In Islam, in the past and even still today, the issue of apostasy (riddah) and apostate (murtadd) has arisen. The most safe and correct interpretation of the matter which reconciles with the spirit of tradition and life of the Prophet (prayers and peace be upon him) is the one that implies that the killing of the apostate refers to the traitor to the community (kha’in al-jama‘), he who reveals secrets and causes damage to his adversaries, an equivalent to high treason under international law. This is what the Prophet (prayers and peace be upon him) intended in saying: “If somebody (a Muslim) discards his religion, kill him” (Bukhari 3017), and which finds confirmation in another of his sayings (prayers and peace be upon him): “If somebody (a Muslim) abandons his religion, he is the one who has split from the community” (Bukhari 6887, Muslim1676). To abandon the community of Muslims meant joining the rival group of the infidels (mushrikun), Islam’s enemies in the context of the wars of the time. Apostasy was therefore political in nature, and not linked to doctrine.

The noble Qur’an speaks about doctrinal apostasy in many verses and does not envisage an earthly punishment but a punishment in the afterlife: “And whoever of you reverts from his religion [to disbelief] and dies while he is a disbeliever - for those, their deeds have become worthless in this world and the Hereafter, and those are the companions of the Fire, they will abide therein eternally” (2:217). Furthermore, there are some references in the biography of the Prophet, including the Treaty of Hudaybiyyah which stipulated that those who converted to Islam to then leave it (irtadda) and go back to the tribe of the Quraysh would not be sought by Muslims, while the nonbelievers who wanted to join the Muslims would have been welcomed in the Ummah. The Prophet (prayers and peace be upon him) did nothing to the Bedouin who, after converting to Islam, asked to annul his profession of faith (shahada): he left the city of Medina without being harmed. The Prophet (prayers and peace be upon him) said: “Medina is like a pair of bellows: it expels its impurities and makes the good stand out.” At the time of the Prophet other cases of apostasy occurred without prosecution.

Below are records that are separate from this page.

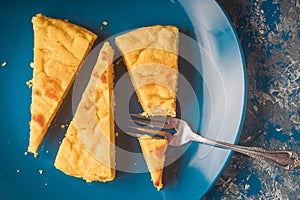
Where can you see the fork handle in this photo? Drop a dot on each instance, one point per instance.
(284, 158)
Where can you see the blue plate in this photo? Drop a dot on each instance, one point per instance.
(211, 96)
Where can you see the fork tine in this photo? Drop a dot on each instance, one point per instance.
(148, 123)
(150, 131)
(161, 119)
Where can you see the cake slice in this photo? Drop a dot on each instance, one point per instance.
(88, 150)
(154, 153)
(59, 49)
(151, 57)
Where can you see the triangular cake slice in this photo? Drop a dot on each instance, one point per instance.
(88, 151)
(59, 49)
(154, 154)
(151, 57)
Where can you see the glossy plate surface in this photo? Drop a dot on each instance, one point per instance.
(211, 94)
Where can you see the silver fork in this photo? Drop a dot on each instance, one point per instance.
(161, 126)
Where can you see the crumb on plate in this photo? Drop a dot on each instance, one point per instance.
(29, 83)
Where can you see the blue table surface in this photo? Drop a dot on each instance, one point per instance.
(269, 32)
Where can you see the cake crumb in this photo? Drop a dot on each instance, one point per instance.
(4, 64)
(247, 186)
(29, 83)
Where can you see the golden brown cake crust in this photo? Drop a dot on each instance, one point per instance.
(59, 49)
(154, 154)
(151, 57)
(88, 151)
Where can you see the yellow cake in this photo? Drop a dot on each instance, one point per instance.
(59, 49)
(154, 154)
(88, 150)
(151, 57)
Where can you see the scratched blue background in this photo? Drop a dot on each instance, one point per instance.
(269, 32)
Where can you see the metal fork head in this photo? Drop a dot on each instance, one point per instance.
(158, 126)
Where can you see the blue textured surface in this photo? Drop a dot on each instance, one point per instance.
(221, 76)
(269, 33)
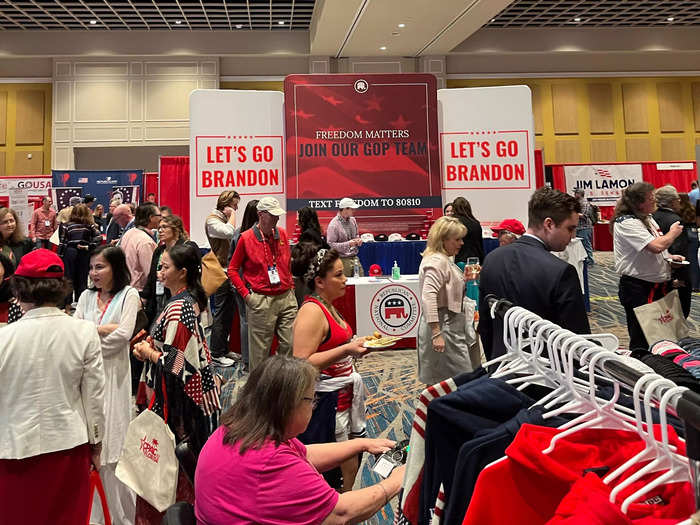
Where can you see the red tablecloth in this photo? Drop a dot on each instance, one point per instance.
(602, 237)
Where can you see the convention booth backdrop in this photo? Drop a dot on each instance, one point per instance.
(100, 184)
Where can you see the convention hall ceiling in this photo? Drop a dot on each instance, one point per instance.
(598, 13)
(268, 15)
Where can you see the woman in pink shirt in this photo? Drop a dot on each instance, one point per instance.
(253, 470)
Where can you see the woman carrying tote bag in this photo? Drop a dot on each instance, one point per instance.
(113, 306)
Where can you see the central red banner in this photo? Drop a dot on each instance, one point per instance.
(370, 137)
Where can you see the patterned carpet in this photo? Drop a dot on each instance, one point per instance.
(390, 376)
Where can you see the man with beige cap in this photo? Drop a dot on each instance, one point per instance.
(343, 236)
(260, 270)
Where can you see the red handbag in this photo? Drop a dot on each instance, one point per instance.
(96, 484)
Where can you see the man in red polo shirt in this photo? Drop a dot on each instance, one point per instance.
(262, 257)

The wars that Abū Bakr (may Allah be pleased with him) started against the apostates were political wars in the more general sense of the term, against a faction that had refused to obey the leadership, attempted to dismantle the unity of the community, and tainted understanding of religion by destroying one of the pillars. It is well known that the religion was, and is still today, the main pillar of stability in society. How much sedition (fitan) and how much conflict a corrupted interpretation (ta'wil) of the religion as well as the exploitation of the faith itself can cause!

He who reflects upon political, social and civil conduct linked to rights, liberties, justice and equality among Muslims, and among their community and the followers of other faiths, as enshrined in the Charter of Medina, perceives how the most noble meanings of this charter remain adaptable and flexible, making it necessary to Muslims and to humanity in order to bring about the reconciliation and the coexistence that we seek. This demonstrates that its contents are inspired by Allah, the Lord, which includes man, time and space.